DUSSELDORF, GERMANY - PEN homopolymer can be successfully injection stretch blow molded with little or no changes to standard PET molds after careful selection of the processing conditions and molecular weight of the material, according to results of an Amoco Chemical Co. research project. Because it can offer superior performance properties, polyethylene naphthalate could become an important bottle resin that competes against PET, packaging industry observers believe. The key drawback is the cost of PEN.
PEN development has been hampered by a lack of adequate supplies of a key precursor, naphthalate dicarboxylate, or NDC.
Amoco has completed construction of the first commercial-scale NDC plant in Decatur, Ala., with initial capacity of about 54 million pounds a year.
That production will dramatically cut the price of NDC, according to James Tibbitt, research manager at Amoco Chemicals Intermediates Business Group in Naperville, Ill. Mechanical properties of bottles are said to improve with increased NDC content.
Tibbitt presented results of Amoco's research project in Dusseldorf Oct. 3 at a conference, Plastics High Performance Packaging. The laboratory study was done at Plastic Technologies Inc. in Holland, Ohio.
Researchers tested PEN homopolymer and three PET/PENblends with varying degrees of NDC, by freeblowing preforms into unheated molds. The process has been used before to generate basic data about PET homopolymer, according to the paper.
``Our intent was to provide starting-point data for the packaging engineer's use when designing preforms and containers from naphthalate polyesters,'' the paper said.
Among other findings:
PEN does not have as broad a window of processing conditions at PET. For example, PEN's stretch ratio is more sensitive to blowing conditions. Stretch ratio varies with both the composition and molecular weight. Also, optimal blow temperature increases with the level of NDC content.
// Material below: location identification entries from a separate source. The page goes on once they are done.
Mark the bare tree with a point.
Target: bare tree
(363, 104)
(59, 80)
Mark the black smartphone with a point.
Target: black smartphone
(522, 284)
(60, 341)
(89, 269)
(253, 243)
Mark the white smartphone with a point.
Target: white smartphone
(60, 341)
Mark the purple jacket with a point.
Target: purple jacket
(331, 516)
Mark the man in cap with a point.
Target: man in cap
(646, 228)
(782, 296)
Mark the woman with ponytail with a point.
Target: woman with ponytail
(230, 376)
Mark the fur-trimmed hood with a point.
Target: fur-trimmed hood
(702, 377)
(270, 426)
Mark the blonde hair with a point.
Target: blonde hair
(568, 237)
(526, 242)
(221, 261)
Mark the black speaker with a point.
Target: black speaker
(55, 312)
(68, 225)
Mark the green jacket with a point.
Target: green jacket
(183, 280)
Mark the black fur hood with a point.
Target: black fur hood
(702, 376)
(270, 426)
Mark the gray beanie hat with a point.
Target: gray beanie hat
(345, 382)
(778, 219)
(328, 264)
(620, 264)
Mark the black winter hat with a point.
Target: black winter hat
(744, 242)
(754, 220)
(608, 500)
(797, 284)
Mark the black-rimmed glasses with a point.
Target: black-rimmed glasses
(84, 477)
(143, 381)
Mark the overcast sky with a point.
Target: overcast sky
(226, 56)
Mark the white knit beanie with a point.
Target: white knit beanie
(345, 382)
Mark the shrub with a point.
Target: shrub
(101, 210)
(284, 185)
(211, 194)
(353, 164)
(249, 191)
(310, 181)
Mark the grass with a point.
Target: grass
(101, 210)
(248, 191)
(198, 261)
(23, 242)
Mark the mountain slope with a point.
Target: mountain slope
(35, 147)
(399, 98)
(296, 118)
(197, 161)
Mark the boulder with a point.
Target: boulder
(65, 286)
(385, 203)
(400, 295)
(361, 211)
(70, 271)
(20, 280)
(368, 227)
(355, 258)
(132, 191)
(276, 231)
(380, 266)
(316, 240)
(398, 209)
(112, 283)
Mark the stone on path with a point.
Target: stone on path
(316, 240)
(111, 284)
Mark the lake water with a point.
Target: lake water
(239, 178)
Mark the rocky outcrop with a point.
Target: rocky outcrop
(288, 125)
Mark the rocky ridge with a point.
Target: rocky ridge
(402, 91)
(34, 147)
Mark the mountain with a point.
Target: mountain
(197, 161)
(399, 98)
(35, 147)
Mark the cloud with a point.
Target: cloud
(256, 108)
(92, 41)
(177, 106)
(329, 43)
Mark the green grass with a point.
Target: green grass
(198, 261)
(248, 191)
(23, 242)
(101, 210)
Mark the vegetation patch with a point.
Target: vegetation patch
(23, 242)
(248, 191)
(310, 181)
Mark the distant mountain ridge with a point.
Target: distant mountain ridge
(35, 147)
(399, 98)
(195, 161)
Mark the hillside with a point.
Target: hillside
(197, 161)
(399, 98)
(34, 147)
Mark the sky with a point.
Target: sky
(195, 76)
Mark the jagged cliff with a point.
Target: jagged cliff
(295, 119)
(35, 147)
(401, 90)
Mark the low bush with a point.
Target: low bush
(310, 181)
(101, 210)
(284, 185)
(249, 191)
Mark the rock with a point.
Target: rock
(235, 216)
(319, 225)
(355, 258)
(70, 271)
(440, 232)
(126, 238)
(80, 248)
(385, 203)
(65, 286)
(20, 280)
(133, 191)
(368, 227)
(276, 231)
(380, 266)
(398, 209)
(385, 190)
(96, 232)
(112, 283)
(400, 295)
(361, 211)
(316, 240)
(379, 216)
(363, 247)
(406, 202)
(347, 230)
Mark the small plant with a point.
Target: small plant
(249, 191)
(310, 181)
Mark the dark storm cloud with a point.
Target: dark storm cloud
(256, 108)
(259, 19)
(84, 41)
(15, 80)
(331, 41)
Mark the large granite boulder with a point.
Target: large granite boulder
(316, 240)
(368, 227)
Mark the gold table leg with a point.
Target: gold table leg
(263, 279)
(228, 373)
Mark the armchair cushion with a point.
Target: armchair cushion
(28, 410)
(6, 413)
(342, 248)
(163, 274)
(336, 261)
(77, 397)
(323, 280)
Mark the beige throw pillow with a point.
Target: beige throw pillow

PEN offers improved barrier and thermal performance.
If the proper preform temperature is selected, high-molecular-weight naphthalate polyesters develop a level of crystallinity equal to or greater than that of PET during freeblowing.
Modulus and tensile strength of PEN and high-naphthalate-content freeblow bubbles are far superior to those of PET bubbles. Mechanical properties of low-level naphthalate copolymers and blends show incremental improvement over PET.